Wingfield Manor is a deserted (since the 1770s) and ruined manor house some 4 miles from the town of Alfreton in the English county of Derbyshire. There is a working farm that forms part of the old manor.
It is now in the care of English Heritage, though only viewable through pre-booked guided tours one Saturday a month during the summer.
Wingfield Manor was built around 1450 for Ralph de Cromwell, 3rd Baron Cromwell, then Chancellor of England, on the site of a 12th-century castle and was bought by the second Earl of Shrewsbury. The design was the inspiration for Hampton Court Palace in London.
The sixth Earl of Shrewsbury was entrusted with the care of Mary, Queen of Scots, when she was detained from 1569 onwards, in his various houses around Derbyshire, Wingfield among them.
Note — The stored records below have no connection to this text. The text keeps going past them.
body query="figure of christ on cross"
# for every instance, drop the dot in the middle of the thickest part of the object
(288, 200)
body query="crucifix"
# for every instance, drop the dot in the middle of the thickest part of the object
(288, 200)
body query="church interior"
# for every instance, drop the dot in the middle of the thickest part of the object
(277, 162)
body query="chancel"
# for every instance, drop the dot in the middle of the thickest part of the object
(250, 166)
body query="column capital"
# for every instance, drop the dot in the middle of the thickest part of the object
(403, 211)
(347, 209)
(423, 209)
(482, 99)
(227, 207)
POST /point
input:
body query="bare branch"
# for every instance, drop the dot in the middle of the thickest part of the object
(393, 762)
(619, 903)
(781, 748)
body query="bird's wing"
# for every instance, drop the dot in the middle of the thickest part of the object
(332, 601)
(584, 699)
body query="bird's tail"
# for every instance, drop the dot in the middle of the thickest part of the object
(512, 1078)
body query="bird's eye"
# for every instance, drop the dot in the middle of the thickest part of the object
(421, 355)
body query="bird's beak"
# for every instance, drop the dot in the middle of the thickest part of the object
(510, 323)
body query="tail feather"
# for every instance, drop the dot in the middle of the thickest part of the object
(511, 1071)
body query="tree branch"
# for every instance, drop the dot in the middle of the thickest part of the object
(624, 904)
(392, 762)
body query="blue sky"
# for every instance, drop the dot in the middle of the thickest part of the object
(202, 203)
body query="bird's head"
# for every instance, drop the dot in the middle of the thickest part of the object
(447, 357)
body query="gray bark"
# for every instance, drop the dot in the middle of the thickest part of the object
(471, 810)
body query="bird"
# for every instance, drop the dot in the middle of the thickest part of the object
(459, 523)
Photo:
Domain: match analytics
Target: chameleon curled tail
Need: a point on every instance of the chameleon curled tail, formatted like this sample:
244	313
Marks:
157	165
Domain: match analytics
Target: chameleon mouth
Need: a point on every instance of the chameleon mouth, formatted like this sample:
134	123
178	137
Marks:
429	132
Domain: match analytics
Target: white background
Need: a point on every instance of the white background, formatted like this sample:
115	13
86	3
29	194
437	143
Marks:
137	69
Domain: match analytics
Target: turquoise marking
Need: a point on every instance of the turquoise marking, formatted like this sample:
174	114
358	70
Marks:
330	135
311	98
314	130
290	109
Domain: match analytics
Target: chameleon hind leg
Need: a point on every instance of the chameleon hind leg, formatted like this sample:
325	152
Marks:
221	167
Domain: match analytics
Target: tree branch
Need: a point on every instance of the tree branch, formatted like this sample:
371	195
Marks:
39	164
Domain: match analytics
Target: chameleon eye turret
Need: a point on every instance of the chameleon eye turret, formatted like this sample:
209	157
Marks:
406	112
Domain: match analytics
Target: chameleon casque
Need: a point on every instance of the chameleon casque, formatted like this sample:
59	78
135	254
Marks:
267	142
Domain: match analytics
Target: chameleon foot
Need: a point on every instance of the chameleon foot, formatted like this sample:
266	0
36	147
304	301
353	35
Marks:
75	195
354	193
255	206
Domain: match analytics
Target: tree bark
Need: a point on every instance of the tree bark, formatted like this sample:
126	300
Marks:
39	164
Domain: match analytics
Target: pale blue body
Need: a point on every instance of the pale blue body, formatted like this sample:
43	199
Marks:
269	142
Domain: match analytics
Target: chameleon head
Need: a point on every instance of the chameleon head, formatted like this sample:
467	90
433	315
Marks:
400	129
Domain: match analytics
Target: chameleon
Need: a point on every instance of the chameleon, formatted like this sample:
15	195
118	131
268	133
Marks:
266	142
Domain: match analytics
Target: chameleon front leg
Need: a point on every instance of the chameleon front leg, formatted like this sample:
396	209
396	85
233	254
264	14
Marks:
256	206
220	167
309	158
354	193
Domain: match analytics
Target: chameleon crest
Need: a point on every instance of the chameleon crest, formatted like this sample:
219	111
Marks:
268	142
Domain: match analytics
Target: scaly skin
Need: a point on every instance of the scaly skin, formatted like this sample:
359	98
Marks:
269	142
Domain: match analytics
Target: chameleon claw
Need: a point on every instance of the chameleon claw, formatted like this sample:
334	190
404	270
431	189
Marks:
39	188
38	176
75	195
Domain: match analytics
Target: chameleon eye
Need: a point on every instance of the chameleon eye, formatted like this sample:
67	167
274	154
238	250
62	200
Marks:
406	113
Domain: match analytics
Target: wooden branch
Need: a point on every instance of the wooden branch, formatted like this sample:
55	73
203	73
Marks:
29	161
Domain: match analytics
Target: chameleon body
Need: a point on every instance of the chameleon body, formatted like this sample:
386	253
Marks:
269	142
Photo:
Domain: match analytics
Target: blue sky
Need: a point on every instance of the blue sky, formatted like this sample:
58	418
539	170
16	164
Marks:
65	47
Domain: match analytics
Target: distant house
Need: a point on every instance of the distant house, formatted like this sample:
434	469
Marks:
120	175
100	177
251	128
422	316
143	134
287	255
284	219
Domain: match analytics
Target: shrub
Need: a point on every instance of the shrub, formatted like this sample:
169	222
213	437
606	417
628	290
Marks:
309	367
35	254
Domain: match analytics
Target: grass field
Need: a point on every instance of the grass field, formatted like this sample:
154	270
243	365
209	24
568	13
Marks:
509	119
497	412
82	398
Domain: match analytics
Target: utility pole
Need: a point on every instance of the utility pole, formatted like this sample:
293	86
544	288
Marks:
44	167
It may have been here that she met Anthony Babington, whose family lived at Dethick nearby, who organised the abortive Babington Plot, a Recusant Catholic plot against Elizabeth I. The walnut tree in the north courtyard is reputed to have grown from a seed left when Anthony Babington smeared walnut juice over his face to disguise himself and enter the castle to see Mary, Queen of Scots. Unfortunately, the tree is not old enough for this story to be true.
At the time of the English Civil War (1642–48), the manor was in the hands of the Earl of Shrewsbury, a Parliament supporter. The Manor was taken by the Royalists in 1643 and then, after a siege, retaken by Parliament in 1644. It was located in what was then a strategic position near a main north-south artery of the country. It was partially demolished at the end of the Civil War, and then renovated some years later for Immanuel Halton, an astronomer. It was later further damaged when stone was taken for building Wingfield Hall, in the valley below.